British television series

The Split Up is a British legal drama television series created by Ursula Rani Sarma, which began broadcasting on BBC One from 20 September 2026. It is a spin-off from the British series The Split.

==Premise==
Set in Manchester, the series centres around a British Asian family firm of family-law lawyers.

==Cast==
- Ritu Arya as Aria Kishan
- Aysha Kala as Maya Kishan
- Arian Nik as Kav Kishan
- Danny Ashok as Neal Sharma
- Dimitri Leonidas as Luke Christos
- Shalini Peiris as Zoya Bassu
- Tom Forbes as Michael Lanigan
- Mawaan Rizwan as Ashok Singh
- Sindhu Vee as Harshika Sharma
- Jane Horrocks as Tash Edwards
- Lenny Henry as Alex Edwards
- Sanjeev Bhaskar as Dhruv Kishan
- Connor Horrigan as Andreas
- Victoria Ekanoye as Ginny
- Jameela Jamil as Nisha Mantri
- Debbie Rush as Linda Taylor
- Ramon Tikaram as Uncle Rick

==Episodes==

| No. | Title | Directed by | Written by | Original release date |
|---|---|---|---|---|
| 1 | "Episode 1" | Shamim Sarif | Ursula Rani Sarma | 20 September 2026 |
| 2 | "Episode 2" | Shamim Sarif | Ursula Rani Sarma | 21 September 2026 |
| 3 | "Episode 3" | Shamim Sarif | Sumerah Srivastav Ursula Rani Sarma | 27 September 2026 |
| 4 | "Episode 4" | Khurrum M. Sultan | Kaamil Shah | 28 September 2026 |
| 5 | "Episode 5" | Khurrum M. Sultan | Sonali Bhattacharyya | 4 October 2026 |
| 6 | "Episode 6" | Khurrum M. Sultan | Ursula Rani Sarma | 5 October 2026 |

==Production==
The six-part series is created by Ursula Rani Sarma and produced by Sister in association with Little Chick. Commissioned for BBC One in February 2024, it is a spin-off from BBC One series The Split, created by Abi Morgan. The series was initially set to commence filming in October 2024 but the shoot was suspended a month prior for editorial reasons.
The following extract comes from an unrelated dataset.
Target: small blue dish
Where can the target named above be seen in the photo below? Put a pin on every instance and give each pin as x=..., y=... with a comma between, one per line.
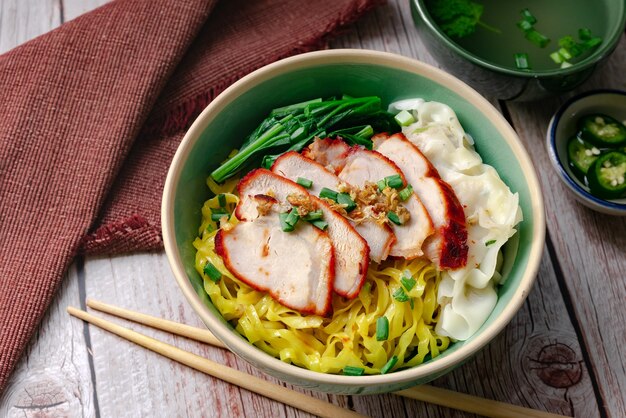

Abi Morgan is an executive producer, alongside Ursula Rani Sarma, Jane Featherstone,
and Bryony Arnold.

The cast is led by Ritu Arya and Sanjeev Bhaskar and includes Aysha Kala, Arian Nik, Danny Ashok, Dimitri Leonidas, Mawaan Rizwan, Sindhu Vee, Shalini Peiris, and Tom Forbes, as well as guest appearances from Lenny Henry, Jameela Jamil, Victoria Ekanoye and Jane Horrocks.

Filming took place in Manchester in October 2025.

==Release==
The series started airing from 20 September 2026, and continued on Sunday and Monday nights on BBC One, with the finale scheduled for Monday, 5 October.